Rotavirus is a virus that spreads easily among infants and young children. The virus can cause severe watery diarrhea, vomiting, fever, and abdominal pain. Children who get rotavirus disease can become dehydrated and may need to be hospitalized.

Rotavirus vaccine is the best way to protect your child against rotavirus illness. Most children (about 9 out of 10) who get the vaccine will be protected from severe rotavirus illness. While about 7 out of 10 children will be protected from rotavirus illness.

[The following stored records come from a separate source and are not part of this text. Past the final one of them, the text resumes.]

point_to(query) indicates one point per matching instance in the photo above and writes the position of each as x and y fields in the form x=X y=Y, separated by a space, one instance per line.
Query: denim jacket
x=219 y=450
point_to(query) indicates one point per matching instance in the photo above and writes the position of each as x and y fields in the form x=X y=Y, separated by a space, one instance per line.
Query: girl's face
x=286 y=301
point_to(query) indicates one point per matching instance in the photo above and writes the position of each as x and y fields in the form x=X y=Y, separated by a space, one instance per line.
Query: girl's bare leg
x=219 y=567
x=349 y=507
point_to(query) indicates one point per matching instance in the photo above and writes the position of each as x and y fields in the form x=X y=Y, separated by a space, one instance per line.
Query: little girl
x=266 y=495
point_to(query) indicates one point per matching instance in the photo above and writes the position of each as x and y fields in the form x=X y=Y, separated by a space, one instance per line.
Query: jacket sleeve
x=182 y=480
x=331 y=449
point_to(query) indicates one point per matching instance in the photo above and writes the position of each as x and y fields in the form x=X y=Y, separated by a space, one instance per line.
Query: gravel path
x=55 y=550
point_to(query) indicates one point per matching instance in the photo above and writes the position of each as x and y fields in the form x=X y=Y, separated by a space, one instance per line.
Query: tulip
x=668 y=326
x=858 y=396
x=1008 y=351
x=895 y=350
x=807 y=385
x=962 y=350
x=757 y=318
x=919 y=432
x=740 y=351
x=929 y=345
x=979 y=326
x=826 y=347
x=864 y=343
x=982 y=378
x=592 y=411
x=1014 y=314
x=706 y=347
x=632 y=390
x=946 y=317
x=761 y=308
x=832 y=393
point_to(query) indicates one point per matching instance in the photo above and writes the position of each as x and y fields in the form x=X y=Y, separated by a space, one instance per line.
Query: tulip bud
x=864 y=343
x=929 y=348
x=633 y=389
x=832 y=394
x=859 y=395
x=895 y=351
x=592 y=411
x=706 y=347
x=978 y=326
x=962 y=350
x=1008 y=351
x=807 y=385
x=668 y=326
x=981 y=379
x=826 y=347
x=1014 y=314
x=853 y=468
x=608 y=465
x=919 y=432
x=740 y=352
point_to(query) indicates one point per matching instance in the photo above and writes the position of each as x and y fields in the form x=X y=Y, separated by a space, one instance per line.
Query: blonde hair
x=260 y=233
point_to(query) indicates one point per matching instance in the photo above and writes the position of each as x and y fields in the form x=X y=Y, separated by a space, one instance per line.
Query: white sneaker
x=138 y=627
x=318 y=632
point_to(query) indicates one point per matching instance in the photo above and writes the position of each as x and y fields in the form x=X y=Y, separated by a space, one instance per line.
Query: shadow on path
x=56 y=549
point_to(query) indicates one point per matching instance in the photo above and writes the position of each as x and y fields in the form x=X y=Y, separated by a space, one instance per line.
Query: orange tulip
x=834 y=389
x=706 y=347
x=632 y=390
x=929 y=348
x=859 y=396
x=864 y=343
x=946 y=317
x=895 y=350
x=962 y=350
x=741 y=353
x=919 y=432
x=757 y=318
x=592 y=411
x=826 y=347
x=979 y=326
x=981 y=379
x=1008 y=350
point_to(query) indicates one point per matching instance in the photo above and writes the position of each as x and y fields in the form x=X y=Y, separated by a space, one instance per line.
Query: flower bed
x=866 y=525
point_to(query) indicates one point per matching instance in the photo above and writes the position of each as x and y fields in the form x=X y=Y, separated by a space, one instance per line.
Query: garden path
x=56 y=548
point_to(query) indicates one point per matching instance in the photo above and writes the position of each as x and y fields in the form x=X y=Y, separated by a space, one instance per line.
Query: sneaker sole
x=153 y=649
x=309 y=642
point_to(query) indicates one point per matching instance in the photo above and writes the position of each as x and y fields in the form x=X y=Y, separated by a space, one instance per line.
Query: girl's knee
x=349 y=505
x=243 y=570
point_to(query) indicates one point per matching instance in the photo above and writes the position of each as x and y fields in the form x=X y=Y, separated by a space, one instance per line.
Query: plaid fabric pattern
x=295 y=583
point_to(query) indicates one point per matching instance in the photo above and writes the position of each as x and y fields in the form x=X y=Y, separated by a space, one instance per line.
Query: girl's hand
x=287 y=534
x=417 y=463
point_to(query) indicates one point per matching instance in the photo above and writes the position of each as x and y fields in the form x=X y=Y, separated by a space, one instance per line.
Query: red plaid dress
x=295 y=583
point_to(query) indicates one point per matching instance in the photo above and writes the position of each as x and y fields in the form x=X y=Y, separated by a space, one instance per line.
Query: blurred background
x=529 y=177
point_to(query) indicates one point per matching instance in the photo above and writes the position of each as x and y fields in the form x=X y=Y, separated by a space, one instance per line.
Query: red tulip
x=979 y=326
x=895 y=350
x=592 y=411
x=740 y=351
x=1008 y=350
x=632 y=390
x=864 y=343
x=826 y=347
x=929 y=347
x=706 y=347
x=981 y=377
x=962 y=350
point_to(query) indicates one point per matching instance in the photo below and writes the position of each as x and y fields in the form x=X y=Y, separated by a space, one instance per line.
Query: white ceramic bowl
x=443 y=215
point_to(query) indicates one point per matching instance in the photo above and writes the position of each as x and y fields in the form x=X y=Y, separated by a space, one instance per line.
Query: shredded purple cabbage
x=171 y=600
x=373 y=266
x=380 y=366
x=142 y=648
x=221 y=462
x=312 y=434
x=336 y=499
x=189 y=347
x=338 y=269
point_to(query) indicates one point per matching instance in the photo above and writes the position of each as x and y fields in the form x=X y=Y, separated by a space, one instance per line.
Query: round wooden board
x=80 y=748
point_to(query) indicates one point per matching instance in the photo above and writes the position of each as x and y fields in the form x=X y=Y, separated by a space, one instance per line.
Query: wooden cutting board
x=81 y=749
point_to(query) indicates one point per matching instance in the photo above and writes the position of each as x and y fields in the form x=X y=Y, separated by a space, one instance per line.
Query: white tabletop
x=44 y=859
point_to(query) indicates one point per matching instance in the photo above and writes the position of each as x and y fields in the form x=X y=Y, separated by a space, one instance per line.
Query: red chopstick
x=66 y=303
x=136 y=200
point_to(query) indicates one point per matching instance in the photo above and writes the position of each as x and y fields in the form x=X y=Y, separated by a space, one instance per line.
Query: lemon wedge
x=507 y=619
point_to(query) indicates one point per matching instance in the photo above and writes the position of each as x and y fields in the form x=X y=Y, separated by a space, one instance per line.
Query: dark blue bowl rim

Two rotavirus vaccines are currently licensed for use in infants in the United States:

  • RotaTeq® (RV5) is given in 3 doses at ages 2 months, 4 months, and 6 months
  • Rotarix® (RV1) is given in 2 doses at ages 2 months and 4 months

Both vaccines are given by mouth (orally), not by a shot. The first dose of either vaccine is most effective if it is given before a child is 15 weeks of age. Also, children should receive all doses of rotavirus vaccine before they turn 8 months old.